1

System:

  • Ryzen 5, no integrated graphics
  • B450 Tomahawk Max motherboard
  • ADATA SX8100 512 GB SSD
  • Nvidia GeForce 1660 main GPU
  • Dual boot Ubuntu 20.04 and Windows 10
  • UEFI firmware
  • No overclocking or other tweaks

I have had occasional problems in the past where the system would enter a kernel panic on boot, complaining first that initramfs decoding failed followed by being unable to mount root. The recovery mode option for the same kernel version would also panic, although with far more messages displayed.

I would usually deal with this by selecting an older kernel, which would boot fine, and then run Boot-Repair. I would then be good for a random number of boots until it all started over again.

I was never able find the cause and just dealt with the occasional inconvenience, however now none of my kernels boot. All I can do is boot from a live USB. I updated the GRUB config from inside a chroot, so now my Windows menu option is also gone.

The recovery mode messages ask me to specify my root partition with the root= boot option, and then says here are the available partitions followed by a kernel panic message.
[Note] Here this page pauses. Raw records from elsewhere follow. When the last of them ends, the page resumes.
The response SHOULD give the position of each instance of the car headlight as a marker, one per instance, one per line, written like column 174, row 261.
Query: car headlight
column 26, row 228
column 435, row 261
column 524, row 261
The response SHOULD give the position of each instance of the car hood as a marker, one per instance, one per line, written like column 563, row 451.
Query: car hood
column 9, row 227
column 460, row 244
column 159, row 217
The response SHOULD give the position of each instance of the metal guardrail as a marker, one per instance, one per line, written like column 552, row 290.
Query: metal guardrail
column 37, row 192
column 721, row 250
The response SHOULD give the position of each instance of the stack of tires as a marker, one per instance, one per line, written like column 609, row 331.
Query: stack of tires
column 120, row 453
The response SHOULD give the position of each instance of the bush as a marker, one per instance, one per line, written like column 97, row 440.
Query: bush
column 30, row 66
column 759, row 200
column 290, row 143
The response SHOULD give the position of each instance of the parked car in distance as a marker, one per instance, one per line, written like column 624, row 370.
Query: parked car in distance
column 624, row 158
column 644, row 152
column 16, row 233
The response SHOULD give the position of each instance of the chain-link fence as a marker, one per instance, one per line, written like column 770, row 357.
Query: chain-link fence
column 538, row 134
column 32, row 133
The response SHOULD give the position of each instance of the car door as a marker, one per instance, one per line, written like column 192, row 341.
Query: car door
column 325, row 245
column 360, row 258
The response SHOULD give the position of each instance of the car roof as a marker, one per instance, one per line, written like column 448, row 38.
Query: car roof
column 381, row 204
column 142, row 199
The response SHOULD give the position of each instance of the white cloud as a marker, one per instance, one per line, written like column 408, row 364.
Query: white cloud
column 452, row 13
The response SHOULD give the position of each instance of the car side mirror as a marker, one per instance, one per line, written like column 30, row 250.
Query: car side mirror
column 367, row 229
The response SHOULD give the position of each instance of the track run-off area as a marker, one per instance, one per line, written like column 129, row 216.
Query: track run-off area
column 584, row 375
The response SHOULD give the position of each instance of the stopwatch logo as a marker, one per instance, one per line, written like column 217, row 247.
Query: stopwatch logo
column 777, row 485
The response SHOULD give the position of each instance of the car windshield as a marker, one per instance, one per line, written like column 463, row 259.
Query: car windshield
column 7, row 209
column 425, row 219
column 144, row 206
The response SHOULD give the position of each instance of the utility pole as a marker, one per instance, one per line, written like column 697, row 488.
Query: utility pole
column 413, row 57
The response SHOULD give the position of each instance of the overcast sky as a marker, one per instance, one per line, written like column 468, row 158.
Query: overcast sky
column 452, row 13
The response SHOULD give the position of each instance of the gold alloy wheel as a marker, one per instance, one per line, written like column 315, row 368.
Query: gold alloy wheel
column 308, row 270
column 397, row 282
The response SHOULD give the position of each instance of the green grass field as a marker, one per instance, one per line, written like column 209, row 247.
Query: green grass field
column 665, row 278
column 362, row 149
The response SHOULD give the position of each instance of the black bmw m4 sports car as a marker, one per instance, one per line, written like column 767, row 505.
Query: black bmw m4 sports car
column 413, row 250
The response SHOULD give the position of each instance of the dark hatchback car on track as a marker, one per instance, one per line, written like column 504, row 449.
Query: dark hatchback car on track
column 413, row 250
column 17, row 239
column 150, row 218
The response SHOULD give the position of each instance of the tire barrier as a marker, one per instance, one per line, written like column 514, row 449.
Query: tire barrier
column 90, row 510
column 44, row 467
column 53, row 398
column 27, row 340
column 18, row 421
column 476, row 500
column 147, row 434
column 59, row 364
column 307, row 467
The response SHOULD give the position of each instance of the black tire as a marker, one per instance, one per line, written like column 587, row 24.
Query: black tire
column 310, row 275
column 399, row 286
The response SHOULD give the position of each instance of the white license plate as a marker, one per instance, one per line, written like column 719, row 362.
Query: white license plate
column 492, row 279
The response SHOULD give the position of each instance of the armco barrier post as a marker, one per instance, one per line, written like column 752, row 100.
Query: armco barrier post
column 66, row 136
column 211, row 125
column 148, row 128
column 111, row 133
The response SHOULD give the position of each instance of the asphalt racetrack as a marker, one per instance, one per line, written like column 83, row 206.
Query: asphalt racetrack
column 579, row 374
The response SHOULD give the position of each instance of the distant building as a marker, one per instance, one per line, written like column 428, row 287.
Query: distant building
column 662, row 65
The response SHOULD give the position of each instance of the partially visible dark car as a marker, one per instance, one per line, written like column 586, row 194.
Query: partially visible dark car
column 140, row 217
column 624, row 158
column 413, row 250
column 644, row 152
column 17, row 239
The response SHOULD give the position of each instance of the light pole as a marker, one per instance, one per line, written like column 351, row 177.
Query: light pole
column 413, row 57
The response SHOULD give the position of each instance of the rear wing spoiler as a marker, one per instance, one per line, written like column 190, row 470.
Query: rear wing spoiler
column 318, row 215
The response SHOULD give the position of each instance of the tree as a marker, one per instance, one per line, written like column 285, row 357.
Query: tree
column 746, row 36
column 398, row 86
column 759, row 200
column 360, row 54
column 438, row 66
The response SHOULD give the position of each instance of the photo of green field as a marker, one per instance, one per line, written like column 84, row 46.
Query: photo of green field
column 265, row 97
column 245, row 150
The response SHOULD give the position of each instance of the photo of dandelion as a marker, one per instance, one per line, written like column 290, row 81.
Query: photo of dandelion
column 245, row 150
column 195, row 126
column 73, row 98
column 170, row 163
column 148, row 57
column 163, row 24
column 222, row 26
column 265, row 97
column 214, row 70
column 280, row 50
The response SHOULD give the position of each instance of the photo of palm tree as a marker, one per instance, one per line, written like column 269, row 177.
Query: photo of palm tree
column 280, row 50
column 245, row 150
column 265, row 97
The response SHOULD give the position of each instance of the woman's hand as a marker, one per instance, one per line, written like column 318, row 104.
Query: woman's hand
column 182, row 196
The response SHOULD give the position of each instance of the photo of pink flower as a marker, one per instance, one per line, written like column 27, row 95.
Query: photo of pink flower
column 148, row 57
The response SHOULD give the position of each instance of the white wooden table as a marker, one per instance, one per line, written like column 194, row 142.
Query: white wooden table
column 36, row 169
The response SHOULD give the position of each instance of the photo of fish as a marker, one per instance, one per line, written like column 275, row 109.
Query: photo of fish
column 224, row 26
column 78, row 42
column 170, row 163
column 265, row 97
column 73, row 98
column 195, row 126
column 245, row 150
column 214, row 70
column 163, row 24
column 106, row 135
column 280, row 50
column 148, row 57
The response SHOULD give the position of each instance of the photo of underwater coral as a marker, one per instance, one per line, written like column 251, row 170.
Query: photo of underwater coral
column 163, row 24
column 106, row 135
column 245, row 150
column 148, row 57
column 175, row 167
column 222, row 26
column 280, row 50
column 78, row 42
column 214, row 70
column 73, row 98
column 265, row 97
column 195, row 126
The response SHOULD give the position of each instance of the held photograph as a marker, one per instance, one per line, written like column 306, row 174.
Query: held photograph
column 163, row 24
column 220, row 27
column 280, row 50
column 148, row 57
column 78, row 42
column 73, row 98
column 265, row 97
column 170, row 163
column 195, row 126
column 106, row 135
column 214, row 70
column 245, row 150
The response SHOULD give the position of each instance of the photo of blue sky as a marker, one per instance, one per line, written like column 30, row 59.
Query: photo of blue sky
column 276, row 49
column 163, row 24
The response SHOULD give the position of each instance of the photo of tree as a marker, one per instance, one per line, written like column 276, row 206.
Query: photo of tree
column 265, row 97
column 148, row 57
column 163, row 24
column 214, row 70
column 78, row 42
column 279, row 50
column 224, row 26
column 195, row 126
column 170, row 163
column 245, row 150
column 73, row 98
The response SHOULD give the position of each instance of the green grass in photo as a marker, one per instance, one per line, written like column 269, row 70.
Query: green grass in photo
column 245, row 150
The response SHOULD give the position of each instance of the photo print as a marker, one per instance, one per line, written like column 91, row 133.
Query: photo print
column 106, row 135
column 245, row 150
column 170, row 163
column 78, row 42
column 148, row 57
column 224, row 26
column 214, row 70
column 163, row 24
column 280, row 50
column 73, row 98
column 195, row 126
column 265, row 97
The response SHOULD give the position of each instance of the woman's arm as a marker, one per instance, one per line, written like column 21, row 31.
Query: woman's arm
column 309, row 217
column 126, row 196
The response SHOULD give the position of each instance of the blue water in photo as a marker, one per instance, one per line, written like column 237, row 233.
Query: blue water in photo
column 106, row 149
It seems that it is not detecting any partitions at all. This seems confirmed by the message that it can't mount root fs on unknown-block(0,0) indicating it can't identify what block device to use.

I've checked that the root UUID shown in the boot messages matches the UUID of my actual boot partition. I have not made any partition table modifications recently.

I've tried removing and re-seating the SSD.

How do I troubleshoot this? How do I get the kernel to detect my SSD?

Normal boot error messages:

enter image description here

Recovery mode boot messages

enter image description here

Per comments, I found the SMART status of the SSD.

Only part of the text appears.